Harris' paper describes Stone Age societies in which the mother of a newborn had to decide whether she had the resources to nurture her baby. The newborn's appearance probably influenced whether the mother kept or abandoned it. An attractive baby was more likely to be kept and reared.
Harris' theory is that this kind of parental selection may have been an important force in evolution. If Stone Age people believed that hairless babies were more attractive than hairy ones, this could explain why humans are the only apes lacking a coat of fur. Harris suggests that Neanderthals must have been furry in order to survive the Ice Age. Our species would have seen them as "animals" and potential prey. Harris’ hypothesis continues that Neanderthals went extinct because human ancestors ate them.

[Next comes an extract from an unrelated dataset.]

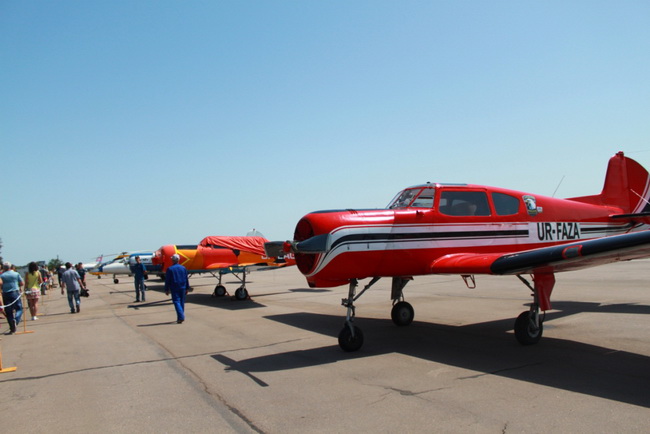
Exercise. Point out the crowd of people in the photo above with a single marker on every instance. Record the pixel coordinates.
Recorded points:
(38, 280)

This year's prize judge was Professor Jonathan Rees FMedSci of Edinburgh University, Scotland – co-discoverer of the 'red hair gene'. Professor Rees said: "This paper is an excellent example of the kind of bold thinking and theorizing which David Horrobin intended to encourage when he began Medical Hypotheses. I hope that Judith Rich Harris' idea provokes debate and further investigation of this topic."